As is common in bankruptcy proceedings, the recent Chapter 11 bankruptcy of AMR Corp., the parent company of American Airlines, has created uncertainty as to the value creditors can hope to collect from the restructured entity in the future. Secured and unsecured creditors alike are wondering what type of value they will be able to recover if and when the entity reemerges from bankruptcy as a going concern. However, certain secured creditors of American Airlines, in particular, face an interesting new legal challenge to recovery as the legitimacy of certain collateral is being called into question.
In order to operate at various airports and fly routes from any given location, the FAA grants airlines the right to use the gate space at airports, the right to fly specific routes (“route authorities”), and the right to take-off and landing slots (“slots”) at a given airport. In addition to the tangible property, like airplanes, that one would expect to be used as collateral for loans, airlines often use the rights to fly routes, take-off and land, and use gate space at various airports as collateral for their debt obligations as well. In the event of default by the debtor, the creditor could then seize the rights to these routes, gates and slots and sell them to other airlines, thereby recouping the value of the collateral. One problem with such rights being used as collateral is that they are subject to regulation by the Federal Aviation Administration (FAA) and can be altered by the FAA when it is deemed appropriate. For instance, the FAA has stated in the Code of Federal Regulations that “the FAA may withdraw or temporarily suspend Arrival Authorizations at any time as a result of reduced airport capacity or to fulfill operational needs.” Because these rights are not under the full control of the airlines that are using them as collateral, their value can be difficult to determine. Furthermore, part of that value can completely disappear in the event that the FAA decides it is necessary to revoke or alter an airline’s privileges.
However, some are questioning whether rights to these various routes, gates or slots may be used as security interests at all. A security interest in property, commonly known as a lien, is a contingent property right that allows the creditor to seize the property if the debtor violates the terms of the debt agreement. In order to place a valid lien (commonly understood simply as a claim on property) on collateral that is recognized by courts, a given creditor must “perfect” that lien. “Perfecting” a lien is the process by which creditors officially record their interest in the property being used to secure the loan. For instance, when a bank provides a home loan to a buyer, backed by a lien on the house, that lien is “perfected” by recording it in the registry of deeds for the county in which the house is located. This process functions to put the world on notice that the property is subject to a claim by a creditor, and also serves to validate the claim for legal purposes. Liens on different types of collateral require different procedures and locations for recording such property rights, but all claims to property of this sort must be “perfected” to be recognized in court. If this process of “perfecting” is defective for some reason (such as filing the lien in the wrong place or failing to correctly fill out the requisite paperwork) then that claim will not be recognized by the court and the creditor will have no right to the collateral.

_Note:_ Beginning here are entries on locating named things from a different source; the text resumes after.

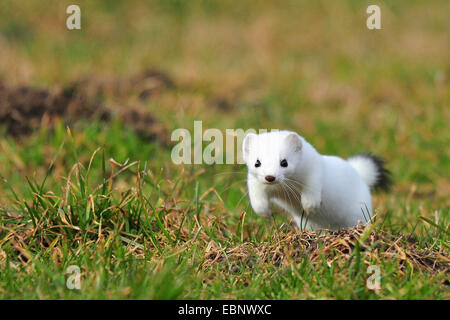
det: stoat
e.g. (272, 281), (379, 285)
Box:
(242, 131), (391, 230)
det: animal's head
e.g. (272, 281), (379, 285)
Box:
(242, 131), (302, 185)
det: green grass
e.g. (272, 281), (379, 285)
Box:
(0, 1), (450, 299)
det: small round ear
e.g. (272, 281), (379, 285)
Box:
(242, 133), (257, 163)
(284, 132), (302, 152)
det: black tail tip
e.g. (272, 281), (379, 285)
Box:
(359, 152), (393, 191)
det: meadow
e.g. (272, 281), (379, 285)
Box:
(0, 0), (450, 299)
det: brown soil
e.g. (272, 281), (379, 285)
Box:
(0, 70), (174, 144)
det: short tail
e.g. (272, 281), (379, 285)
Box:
(347, 152), (392, 191)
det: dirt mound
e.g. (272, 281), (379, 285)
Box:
(0, 70), (174, 143)
(203, 226), (450, 275)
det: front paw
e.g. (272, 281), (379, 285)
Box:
(302, 195), (322, 215)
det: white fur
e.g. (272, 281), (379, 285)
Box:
(347, 156), (378, 187)
(243, 131), (377, 229)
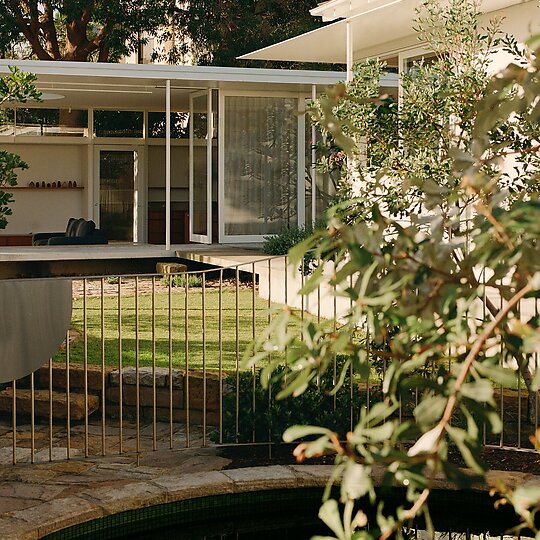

In the case of the creditors whose claims are backed by a lien on route authorities, gate leaseholds, and take-off and landing slots, the issue is whether these privileges constitute true property rights that can be even used as collateral. The FAA has stated that, “slots do not represent a property right but represent an operating privilege subject to absolute FAA control…slots may be withdrawn at any time to fulfill the Department’s operational needs.” Courts could take this language to support the view that these, and similar FAA-controlled privileges are not true property rights, but merely operating privileges. This in turn could lead to a finding that the liens are defective, because the airlines owned no actual property rights that could be perfected, and are therefore invalid. Such a ruling would have a drastic impact on the level of recovery for secured creditors, as the value of the collateral backing their claims would likely be decreased to the extent that such liens in collateral are defective.
The bankruptcy court will hear motions on various issues concerning these bonds and issues pertaining to their collateral this week. The eventual outcome of such hearings could have significant effects on the ability of airlines to raise debt against such collateral in the future.